O ‘amigo preferencial’ da bicha

por
vulamagina@hotmail.com
25 de October de 2010

Atendimento preferencial actualizado em Angola: Idosos, mulheres grávidas, pais com bebés ao colo, portadores de deficiências e… amigos

bicha 300x225 O amigo preferencial da bichaEm Angola há bicha* para tudo e em tudo, ou pelo menos quase todos os lugares. Bicha para comprar pão, pagar no caixa de supermercado, levantar ou depositar dinheiro no banco, e até para ir a casa de banho (sanitários ou banheiro para muitos), porque não? Enfim e tal como disse, há bicha para tudo e podem ser virtuais ou físicas.

Além de muitas vezes desorganizadas, onde as temos de suportar inalando mau cheiro ocasionado por falta de higiene de muitos, um outro quebra-cabeças instalou-se no funcionamento destas bichas: a actualização do atendimento preferencial. Agora, a prioridade no atendimento não é apenas para os já conhecidos e reconhecidos internacionalmente, idosos, mulheres grávidas e os portadores de deficiência (portadores de necessidades especiais em muitos países). A mais recente actualização determinou, assim como que por lei da selecção natural de Charles Darwin, que os amigos dos atendedores também fazem parte do atendimento preferencial e o agravante de estarem na frente dos outros.

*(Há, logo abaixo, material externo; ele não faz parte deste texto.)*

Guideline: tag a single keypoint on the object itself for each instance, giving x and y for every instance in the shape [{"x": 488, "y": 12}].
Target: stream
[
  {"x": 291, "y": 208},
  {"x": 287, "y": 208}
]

Não se surpreenda se for a um banco, onde por norma o atendimento é por ordem de chegada, e em frente de si passarem outras pessoas, facilmente identificadas por estarem com “ar” de apressados (como se os outros gostassem de lá estar). Pois os “furadores” apresentam-se com um longo, irritante e falso sorriso, logo correspondido pelo funcionário do balcão (caixa) que o dá prioridade de se aproximar passando na frente dos outros. Se assim acontecer, relaxe! Sinta-se consolado pelo ar condicionado já que lá fora o calor é insuportável, a menos que queira abandonar a bicha de bolsos vazios e nervos à flor da pele (só para não dizer à árvore da pele. Nestas ocasiões, não necessários troncos porque pétalas não resistem).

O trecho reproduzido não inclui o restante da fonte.